The global financial system is in turmoil, but the blame for this mess doesn't lie solely at the feet of rich speculators and banks—we've all got some soul searching to do
Two years ago Tim Ambler, senior fellow in marketing at London Business School, talked to me about the UK's complacency in relying on the financial services sector to continue to underpin our strong economic performance. The City of London, he warned, was an even more fragile bubble than the dotcom bubble of the 1990s. "Our perceived brilliance in this sector is a myth," he said. "It derives from the perception that UK plc is an honest and safe place to put your money, and the bubble will burst as soon as this reputation is undermined."

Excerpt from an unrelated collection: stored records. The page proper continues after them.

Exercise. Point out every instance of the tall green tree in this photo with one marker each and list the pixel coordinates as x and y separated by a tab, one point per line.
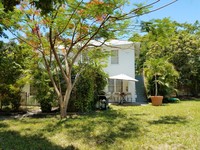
13	73
179	43
161	76
61	35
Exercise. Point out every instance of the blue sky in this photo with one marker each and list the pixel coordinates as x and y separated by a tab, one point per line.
180	11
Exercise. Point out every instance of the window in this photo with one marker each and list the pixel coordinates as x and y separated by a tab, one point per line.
114	57
111	85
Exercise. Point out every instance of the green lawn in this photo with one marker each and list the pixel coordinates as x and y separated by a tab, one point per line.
168	127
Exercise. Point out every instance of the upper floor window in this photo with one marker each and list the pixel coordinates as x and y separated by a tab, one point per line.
114	57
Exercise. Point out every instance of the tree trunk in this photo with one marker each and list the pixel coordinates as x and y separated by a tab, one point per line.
156	86
64	102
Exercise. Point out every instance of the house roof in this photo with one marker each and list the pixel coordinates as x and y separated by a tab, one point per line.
110	42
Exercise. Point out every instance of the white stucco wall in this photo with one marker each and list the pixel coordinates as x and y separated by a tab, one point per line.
126	65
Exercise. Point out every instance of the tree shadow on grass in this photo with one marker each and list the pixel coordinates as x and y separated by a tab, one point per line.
13	140
170	120
102	128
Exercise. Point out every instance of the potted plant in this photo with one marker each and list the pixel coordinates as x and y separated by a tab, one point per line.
159	73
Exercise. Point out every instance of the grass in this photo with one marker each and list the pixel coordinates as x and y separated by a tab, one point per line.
171	126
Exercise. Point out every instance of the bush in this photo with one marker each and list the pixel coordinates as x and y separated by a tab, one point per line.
85	93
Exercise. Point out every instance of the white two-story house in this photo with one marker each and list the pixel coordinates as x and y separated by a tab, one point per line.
121	63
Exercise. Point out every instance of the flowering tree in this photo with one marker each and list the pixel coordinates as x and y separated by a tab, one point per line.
61	34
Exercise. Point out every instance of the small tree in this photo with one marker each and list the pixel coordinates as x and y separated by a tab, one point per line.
161	73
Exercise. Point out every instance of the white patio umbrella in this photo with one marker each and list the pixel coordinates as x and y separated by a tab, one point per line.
123	77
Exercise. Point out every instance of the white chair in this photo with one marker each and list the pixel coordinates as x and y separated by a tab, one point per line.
116	96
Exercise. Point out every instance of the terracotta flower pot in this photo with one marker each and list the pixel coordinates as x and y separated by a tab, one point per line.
156	100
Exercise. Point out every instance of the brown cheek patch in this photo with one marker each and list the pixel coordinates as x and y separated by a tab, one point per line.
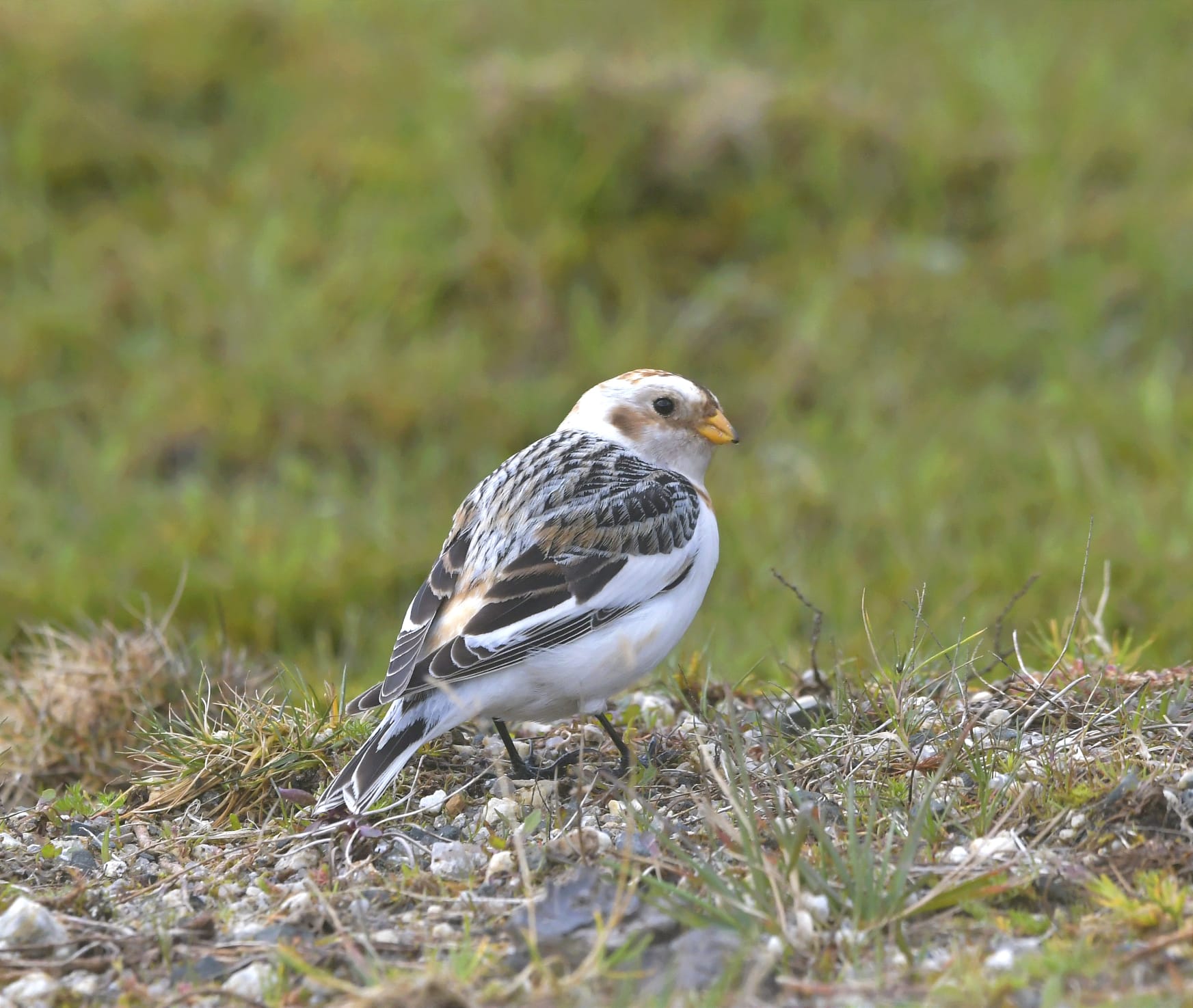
628	420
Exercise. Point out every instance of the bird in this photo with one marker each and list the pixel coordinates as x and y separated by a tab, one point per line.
569	573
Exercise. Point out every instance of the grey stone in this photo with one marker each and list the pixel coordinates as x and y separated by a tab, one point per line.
32	990
252	982
27	923
456	860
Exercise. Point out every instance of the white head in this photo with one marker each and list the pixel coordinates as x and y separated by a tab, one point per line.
665	418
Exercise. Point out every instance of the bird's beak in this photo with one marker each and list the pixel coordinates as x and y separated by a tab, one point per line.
717	430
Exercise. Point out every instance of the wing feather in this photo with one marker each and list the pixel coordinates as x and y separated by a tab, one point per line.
563	537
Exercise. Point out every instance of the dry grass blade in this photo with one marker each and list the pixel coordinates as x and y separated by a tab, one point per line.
70	702
235	752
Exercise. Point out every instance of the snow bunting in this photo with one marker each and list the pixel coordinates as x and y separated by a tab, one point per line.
569	573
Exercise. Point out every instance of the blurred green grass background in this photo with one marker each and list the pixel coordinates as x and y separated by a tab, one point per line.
280	282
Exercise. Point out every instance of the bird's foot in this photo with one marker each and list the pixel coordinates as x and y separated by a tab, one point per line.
522	769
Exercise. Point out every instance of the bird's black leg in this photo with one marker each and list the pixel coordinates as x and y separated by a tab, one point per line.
623	767
519	769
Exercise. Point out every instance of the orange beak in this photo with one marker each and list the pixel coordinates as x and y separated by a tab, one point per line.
717	430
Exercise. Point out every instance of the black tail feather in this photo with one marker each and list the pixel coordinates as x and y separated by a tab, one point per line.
376	764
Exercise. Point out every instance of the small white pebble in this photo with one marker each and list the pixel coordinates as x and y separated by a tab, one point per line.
433	803
816	905
498	811
501	862
1002	959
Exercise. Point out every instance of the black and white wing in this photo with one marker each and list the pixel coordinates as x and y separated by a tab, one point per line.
563	537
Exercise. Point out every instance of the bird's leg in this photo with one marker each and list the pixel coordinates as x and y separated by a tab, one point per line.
519	769
623	767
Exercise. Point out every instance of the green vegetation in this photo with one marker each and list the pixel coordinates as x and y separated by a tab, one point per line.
280	282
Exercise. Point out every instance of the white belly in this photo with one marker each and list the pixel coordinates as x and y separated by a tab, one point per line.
579	677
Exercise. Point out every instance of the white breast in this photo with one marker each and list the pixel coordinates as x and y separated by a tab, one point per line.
580	677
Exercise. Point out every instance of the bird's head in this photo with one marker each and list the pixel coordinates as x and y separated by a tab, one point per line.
667	419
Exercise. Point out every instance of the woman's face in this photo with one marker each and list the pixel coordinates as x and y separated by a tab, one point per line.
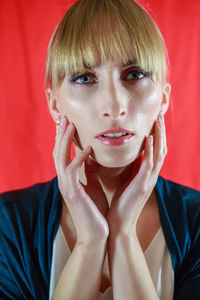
109	97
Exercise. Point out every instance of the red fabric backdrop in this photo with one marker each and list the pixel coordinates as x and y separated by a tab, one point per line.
27	130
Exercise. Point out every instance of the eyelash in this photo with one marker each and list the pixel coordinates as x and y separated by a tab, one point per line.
136	71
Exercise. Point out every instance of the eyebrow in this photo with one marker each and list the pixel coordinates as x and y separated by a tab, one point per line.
122	65
128	63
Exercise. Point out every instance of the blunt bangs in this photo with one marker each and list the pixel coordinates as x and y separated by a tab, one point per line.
93	32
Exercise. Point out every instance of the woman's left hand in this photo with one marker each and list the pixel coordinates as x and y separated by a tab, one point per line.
125	210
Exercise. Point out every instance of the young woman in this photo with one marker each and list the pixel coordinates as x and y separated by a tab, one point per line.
107	227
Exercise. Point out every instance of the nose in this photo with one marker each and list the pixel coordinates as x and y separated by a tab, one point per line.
115	102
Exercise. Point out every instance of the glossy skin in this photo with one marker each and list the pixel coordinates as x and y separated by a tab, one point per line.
111	96
115	97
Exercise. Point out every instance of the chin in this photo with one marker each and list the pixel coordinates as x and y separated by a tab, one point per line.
116	160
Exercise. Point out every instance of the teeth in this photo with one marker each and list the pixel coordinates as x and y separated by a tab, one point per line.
115	134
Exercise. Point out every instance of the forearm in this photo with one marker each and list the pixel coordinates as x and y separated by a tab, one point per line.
129	272
81	277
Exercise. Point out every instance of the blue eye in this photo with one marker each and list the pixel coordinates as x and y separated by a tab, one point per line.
84	79
136	75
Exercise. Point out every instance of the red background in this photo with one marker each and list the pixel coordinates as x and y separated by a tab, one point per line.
27	130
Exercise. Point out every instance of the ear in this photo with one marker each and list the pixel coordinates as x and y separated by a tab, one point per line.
165	98
52	103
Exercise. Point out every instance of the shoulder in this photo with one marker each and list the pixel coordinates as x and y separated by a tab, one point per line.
39	204
178	198
29	221
31	196
179	208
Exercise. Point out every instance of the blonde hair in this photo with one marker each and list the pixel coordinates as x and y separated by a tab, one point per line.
96	31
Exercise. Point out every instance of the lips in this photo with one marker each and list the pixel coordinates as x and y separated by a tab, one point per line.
115	137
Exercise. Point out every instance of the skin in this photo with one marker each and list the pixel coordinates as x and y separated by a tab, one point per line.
115	96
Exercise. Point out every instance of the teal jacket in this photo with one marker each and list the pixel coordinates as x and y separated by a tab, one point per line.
29	220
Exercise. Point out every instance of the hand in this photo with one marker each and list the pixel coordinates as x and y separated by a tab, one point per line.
89	222
125	211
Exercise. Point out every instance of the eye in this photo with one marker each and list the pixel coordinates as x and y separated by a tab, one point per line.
136	74
84	79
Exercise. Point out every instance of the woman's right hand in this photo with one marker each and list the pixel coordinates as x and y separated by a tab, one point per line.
91	225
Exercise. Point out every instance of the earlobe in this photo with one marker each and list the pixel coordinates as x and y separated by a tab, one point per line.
52	104
165	99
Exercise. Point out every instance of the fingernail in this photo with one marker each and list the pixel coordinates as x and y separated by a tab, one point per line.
62	121
69	127
86	149
151	140
161	120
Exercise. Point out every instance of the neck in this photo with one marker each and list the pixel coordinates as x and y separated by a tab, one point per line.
113	178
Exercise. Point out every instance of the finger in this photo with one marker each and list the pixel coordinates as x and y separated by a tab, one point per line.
141	180
65	146
91	171
147	163
77	163
59	135
160	148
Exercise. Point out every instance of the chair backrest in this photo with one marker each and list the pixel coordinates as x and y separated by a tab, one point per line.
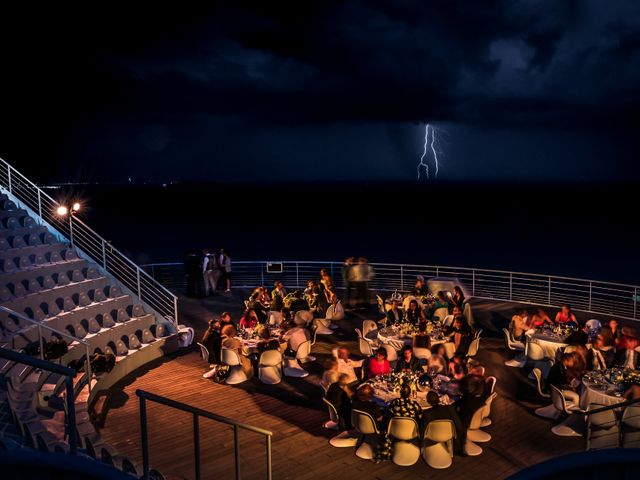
535	352
491	384
204	352
473	347
368	326
439	431
403	428
230	357
363	422
558	399
271	358
441	313
365	347
333	413
304	349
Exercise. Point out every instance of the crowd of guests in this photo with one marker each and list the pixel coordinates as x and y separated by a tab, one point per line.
347	391
207	273
591	346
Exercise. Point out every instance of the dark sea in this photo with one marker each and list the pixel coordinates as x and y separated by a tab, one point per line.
582	230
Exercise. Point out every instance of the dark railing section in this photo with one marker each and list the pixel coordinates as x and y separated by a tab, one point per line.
69	375
197	413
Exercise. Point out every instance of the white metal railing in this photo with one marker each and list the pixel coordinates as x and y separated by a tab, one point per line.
40	326
86	240
592	296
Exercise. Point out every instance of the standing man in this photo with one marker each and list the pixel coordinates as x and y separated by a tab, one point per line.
209	272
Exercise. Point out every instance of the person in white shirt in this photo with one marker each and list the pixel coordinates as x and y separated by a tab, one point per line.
347	366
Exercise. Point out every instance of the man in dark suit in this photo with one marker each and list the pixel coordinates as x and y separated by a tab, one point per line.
628	357
445	412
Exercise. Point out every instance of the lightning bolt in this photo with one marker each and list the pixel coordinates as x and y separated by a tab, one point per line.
434	150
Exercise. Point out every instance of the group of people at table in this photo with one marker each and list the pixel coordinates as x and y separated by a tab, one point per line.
583	348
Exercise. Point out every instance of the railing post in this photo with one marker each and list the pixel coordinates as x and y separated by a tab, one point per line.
269	476
236	450
510	286
473	283
144	438
196	443
71	416
104	255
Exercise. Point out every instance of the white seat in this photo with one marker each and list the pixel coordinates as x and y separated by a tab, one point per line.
403	432
631	427
602	429
232	360
270	367
365	425
437	448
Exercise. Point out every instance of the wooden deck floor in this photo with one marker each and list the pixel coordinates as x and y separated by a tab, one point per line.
293	411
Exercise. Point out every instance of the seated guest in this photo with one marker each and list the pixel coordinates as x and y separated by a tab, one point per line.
212	339
277	296
339	395
445	412
394	314
563	375
407	362
422	338
457	367
346	365
473	391
540	318
405	406
457	299
628	357
519	325
461	333
363	402
378	365
331	374
565	316
294	336
266	342
249	319
230	341
419	289
414	313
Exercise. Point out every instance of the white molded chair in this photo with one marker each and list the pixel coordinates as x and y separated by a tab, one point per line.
365	425
403	432
520	360
437	448
631	427
232	360
602	429
292	367
441	313
270	367
573	425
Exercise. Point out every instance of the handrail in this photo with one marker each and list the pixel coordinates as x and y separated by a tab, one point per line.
613	406
69	374
90	243
40	326
196	412
604	298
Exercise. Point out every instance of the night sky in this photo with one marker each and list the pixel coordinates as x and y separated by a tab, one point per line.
320	91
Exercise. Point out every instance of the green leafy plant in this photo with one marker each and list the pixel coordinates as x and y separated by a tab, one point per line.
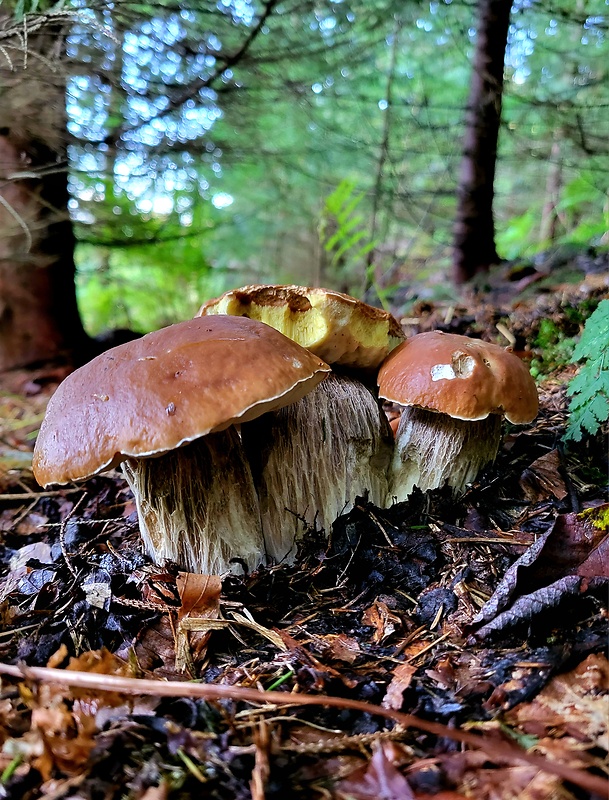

As I write, the crisis in the financial markets is growing more acute by the hour. The bubble has burst and the reputation of the City will never be the same. The impact on the reputation of the UK as a whole, remains to be seen. It will depends to some extent on how effective the relatively swift intervention by the Treasury, the Bank of England and the Financial Services Authority (FSA) turns out to be. As brand reputation experts know, a crisis well handled can become an advantage, and Gordon Brown's handling of this financial crisis could reinforce the reputation of the UK.
The real problem is that financial services is no proxy for the manufacturing industry that used to be the bedrock of our economy. Barriers to entry are low, it is easy to replicate, technology means it could be done anywhere in the world, and its much-vaunted 'value-added' skills seem to have been directed at finding ways around the legislation that was designed to curb its worst excesses. The more regulation that was introduced, the more the banks took off their balance sheets and the more opaque the web of complicated financial instruments and derivatives became.
Until quite recently, the private equity industry, a rapidly growing sub-sector of financial services, managed to convince everyone that it was above regulation. That particular chicken will come home to roost before Christmas too, predicts Jon Moulton, head of private equity business Alchemy Partners and an outspoken critic of some of the practices endemic in his industry. Moulton believes that up to 200 private-equity-owned firms are in imminent danger of breaching their banking covenants, which, because the sector employs about one quarter of all private-sector employees, raises the spectre of bankruptcies and heavy redundancies.
Most vulnerable are the companies that were the targets of highly leveraged bids sealed at the height of the credit boom between 2006 and 2007, because their profit will be insufficient to cover their interest payments. They've been unable to refinance deals on more favourable terms, as they had hoped, because of banks' reluctance to lend.
Too much legislation on the one hand, too little on the other. But what has been conspicuously lacking during the past decade of burgeoning growth in financial services has been "oversight". In the days before the FSA was created, the Bank of England would quietly intervene if it thought a bank was over-extending itself. But legislation—which has doubled under the Labour government—seems to have acted as a comfort blanket for the authorities, who have watched with glee as financial institutions have created such apparent wealth for this country and its citizens.
But we were all—governments, regulators, banks, companies and individuals—complicit in this wealth-creation process. Personal debt has risen to dangerous levels over the past few years, underwritten by soaring property prices. We fell over ourselves to take advantage of cheap credit and 100 per cent mortgages. The situation was replicated at corporate level. Now that our wealth has proved so illusory, we all need to be complicit in sorting the problem out.
Business is cyclical: what goes up inevitably comes down. But, much like the extremes of weather we are experiencing, the peaks and troughs of business boom and bust seem to be growing more dramatic.
Just as people realise the need for major and immediate action to avert catastrophic climate change, is it too much to hope that this current crisis could spell the end of unbridled greed and hasten our progress towards a more inclusive, sustainable and kinder form of capitalism?